“I really don’t know.” Joe was surprised that he had been so frank. “Which makes it all the more necessary that we go inside as soon as possible.”
Wang looked quickly to his left and, for an instant, Joe was concerned that he was going to try to run for it, to lose himself in the labyrinth of the hutong. Instead, he took a further step forward, frowning as he struggled to throw his memory back into a forgotten past.
“Let me put you out of your misery,” Joe said. An insect flew into his face and he waved it away. “You knew me as John Richards, a representative from Governor Patten’s office in Hong Kong. I interviewed you at a safe-”
“How extraordinary.” There was no artifice in Wang’s interruption, nor in the portrait of surprise painted on his face. He removed the towel from his neck and studied Joe’s eyes. “Why are you here?” he said, as if talking to an apparition. “I thought it was over.”

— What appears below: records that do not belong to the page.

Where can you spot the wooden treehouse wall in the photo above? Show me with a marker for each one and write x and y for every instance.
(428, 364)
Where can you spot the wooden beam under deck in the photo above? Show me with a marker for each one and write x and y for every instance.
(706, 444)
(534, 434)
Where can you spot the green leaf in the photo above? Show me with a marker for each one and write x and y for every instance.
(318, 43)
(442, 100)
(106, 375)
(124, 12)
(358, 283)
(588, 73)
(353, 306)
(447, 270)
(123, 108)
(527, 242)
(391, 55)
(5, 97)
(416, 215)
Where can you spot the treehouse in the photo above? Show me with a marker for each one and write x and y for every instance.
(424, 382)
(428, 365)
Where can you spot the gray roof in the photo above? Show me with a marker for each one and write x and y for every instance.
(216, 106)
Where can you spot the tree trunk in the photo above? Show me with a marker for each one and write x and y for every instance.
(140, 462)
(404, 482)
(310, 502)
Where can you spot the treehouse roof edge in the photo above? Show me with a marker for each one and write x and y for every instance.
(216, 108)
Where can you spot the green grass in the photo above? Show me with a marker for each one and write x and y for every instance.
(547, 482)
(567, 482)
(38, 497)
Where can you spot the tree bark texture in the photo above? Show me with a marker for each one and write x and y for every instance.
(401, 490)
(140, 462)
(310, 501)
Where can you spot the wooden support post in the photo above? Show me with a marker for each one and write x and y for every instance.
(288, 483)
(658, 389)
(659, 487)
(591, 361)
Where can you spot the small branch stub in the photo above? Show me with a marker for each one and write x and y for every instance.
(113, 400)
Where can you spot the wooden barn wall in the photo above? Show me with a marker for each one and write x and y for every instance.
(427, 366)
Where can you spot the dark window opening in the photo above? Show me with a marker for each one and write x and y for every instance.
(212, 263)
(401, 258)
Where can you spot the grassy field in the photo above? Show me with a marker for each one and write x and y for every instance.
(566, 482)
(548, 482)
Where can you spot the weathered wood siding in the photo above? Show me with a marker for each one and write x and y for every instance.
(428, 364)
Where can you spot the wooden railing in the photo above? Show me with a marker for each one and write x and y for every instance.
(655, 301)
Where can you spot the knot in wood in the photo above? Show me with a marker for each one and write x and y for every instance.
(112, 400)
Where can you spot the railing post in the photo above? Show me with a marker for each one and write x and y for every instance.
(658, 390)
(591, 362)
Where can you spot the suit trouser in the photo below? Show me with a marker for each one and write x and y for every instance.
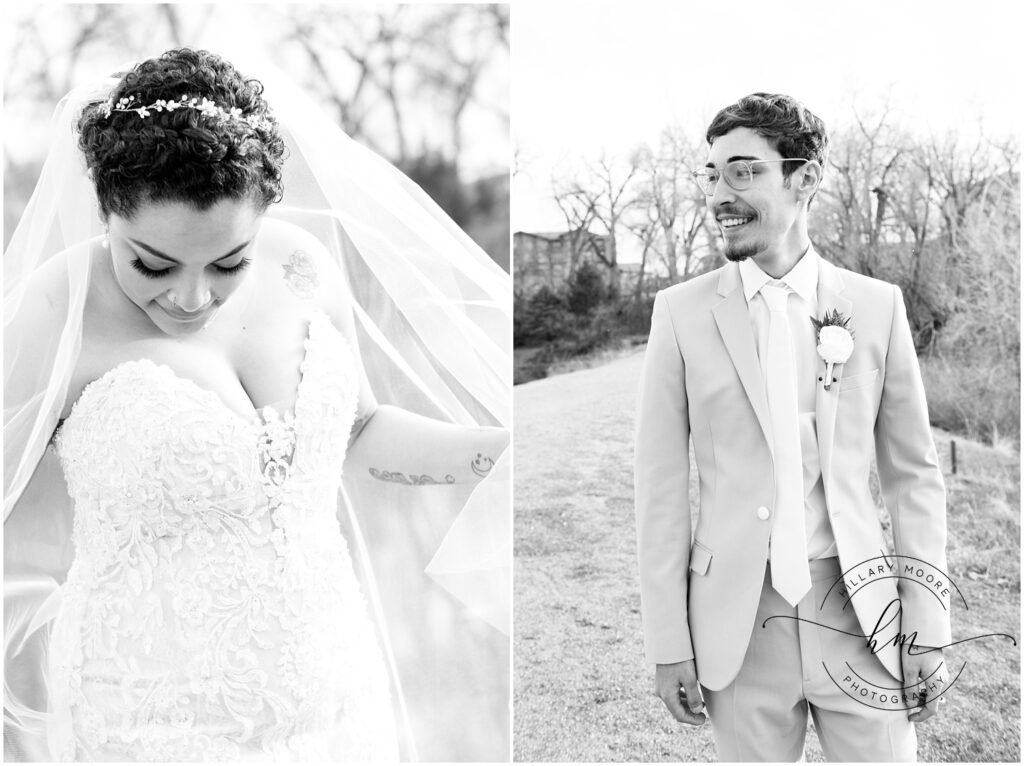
(762, 715)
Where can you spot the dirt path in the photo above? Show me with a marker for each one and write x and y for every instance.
(583, 691)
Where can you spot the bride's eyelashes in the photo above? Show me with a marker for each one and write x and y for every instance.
(156, 273)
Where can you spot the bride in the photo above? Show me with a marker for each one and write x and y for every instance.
(202, 372)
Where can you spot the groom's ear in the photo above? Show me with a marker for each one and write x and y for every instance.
(807, 179)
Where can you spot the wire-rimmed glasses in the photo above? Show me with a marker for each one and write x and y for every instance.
(738, 174)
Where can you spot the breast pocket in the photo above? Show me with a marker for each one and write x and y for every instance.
(853, 382)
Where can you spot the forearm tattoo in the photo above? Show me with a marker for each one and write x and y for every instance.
(480, 466)
(414, 480)
(300, 274)
(357, 426)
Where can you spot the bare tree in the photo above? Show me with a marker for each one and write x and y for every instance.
(675, 203)
(603, 186)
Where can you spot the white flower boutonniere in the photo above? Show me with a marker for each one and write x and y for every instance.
(835, 341)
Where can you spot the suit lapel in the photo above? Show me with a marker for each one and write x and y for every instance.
(825, 402)
(733, 322)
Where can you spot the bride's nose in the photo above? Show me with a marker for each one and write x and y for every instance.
(190, 297)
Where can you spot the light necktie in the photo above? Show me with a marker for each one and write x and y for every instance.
(790, 571)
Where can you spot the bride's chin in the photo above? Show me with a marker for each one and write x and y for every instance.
(169, 326)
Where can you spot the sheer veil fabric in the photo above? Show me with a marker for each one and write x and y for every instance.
(433, 320)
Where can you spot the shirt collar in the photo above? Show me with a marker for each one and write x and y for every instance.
(802, 279)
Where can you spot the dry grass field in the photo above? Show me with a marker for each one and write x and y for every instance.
(582, 689)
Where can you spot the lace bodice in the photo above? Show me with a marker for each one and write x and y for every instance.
(212, 611)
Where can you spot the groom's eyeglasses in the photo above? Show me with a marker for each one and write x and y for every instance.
(738, 174)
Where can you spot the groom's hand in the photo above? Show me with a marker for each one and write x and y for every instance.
(677, 685)
(925, 673)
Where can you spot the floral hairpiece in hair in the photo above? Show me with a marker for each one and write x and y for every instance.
(205, 105)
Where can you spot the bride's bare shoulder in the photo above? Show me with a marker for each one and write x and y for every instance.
(302, 268)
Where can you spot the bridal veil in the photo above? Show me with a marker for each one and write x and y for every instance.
(433, 318)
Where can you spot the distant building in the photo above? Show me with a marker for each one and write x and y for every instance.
(549, 258)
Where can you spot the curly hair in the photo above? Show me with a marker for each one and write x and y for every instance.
(185, 155)
(790, 127)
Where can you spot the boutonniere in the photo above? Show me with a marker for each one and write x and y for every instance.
(835, 341)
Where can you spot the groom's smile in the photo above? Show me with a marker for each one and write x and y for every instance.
(757, 219)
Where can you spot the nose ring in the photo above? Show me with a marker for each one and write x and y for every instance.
(172, 297)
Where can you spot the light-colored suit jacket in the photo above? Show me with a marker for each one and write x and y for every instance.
(701, 381)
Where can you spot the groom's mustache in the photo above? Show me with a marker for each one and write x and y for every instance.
(727, 210)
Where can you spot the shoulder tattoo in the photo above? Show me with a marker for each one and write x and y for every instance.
(300, 274)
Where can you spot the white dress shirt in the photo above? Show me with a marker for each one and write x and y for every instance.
(803, 281)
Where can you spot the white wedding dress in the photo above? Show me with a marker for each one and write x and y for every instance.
(212, 610)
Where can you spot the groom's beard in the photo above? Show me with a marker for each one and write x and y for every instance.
(740, 251)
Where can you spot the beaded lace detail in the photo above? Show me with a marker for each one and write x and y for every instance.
(212, 611)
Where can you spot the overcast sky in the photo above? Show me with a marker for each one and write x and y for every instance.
(611, 76)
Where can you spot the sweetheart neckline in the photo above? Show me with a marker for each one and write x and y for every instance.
(256, 418)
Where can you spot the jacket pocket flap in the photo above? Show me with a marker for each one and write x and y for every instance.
(700, 557)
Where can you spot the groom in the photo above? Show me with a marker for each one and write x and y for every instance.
(771, 607)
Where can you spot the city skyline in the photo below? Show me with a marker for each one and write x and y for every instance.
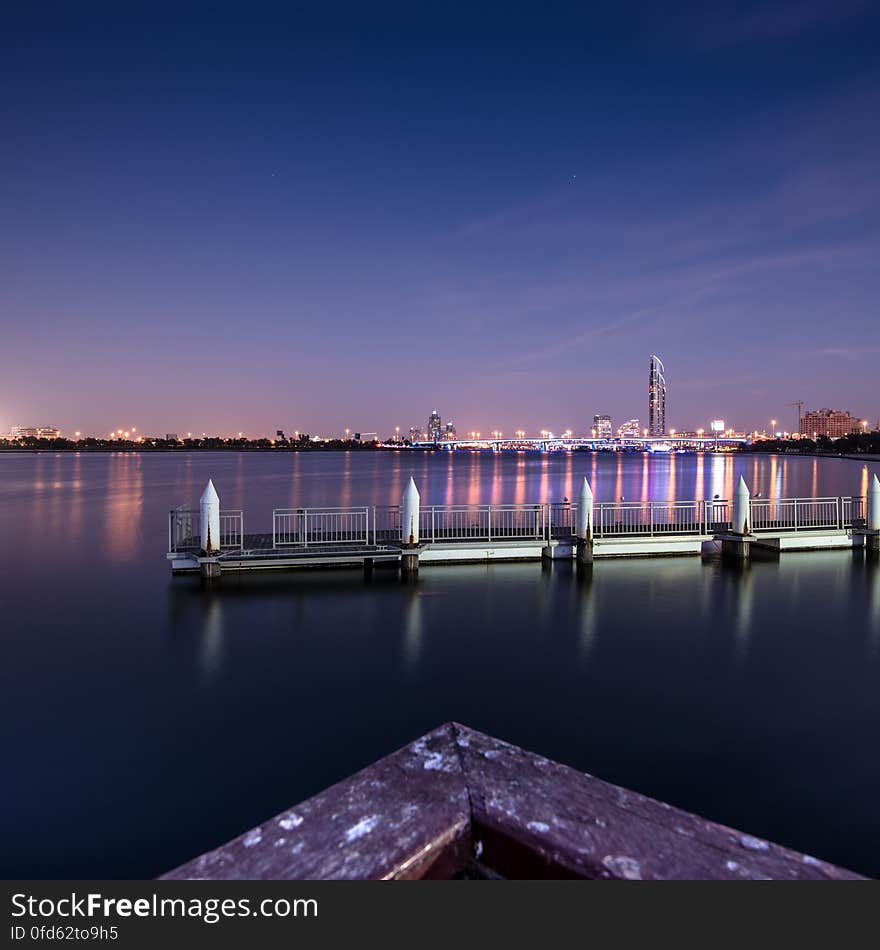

“Well, you see, that’s exactly what we need to talk about.”
Wang shook his head and turned. There was a certain fatalism in his movements. A woman carrying fresh cherries and lychees in baskets braced across her shoulders passed them and greeted Wang with a singing hello. This was clearly his neighbourhood, a place where he was known to the locals. Joe followed the professor to the end of a second narrow alley, perpendicular to the first, where he stopped and pulled out a key. His house appeared to be little more than a single-storey shack. The front door was made of rotting wood which clung to a rusty hinge. A blue shirt, frayed at the collar, hung on a coat hanger from a stretch of electric cable outside. Joe accidentally kicked an old tin of paint as he ducked to pass into the living room. It was dark inside until Wang switched on a bare lightbulb and closed the door behind them. The ceiling was less than six feet high and Joe lowered himself onto a hard wooden sofa to avoid banging his head.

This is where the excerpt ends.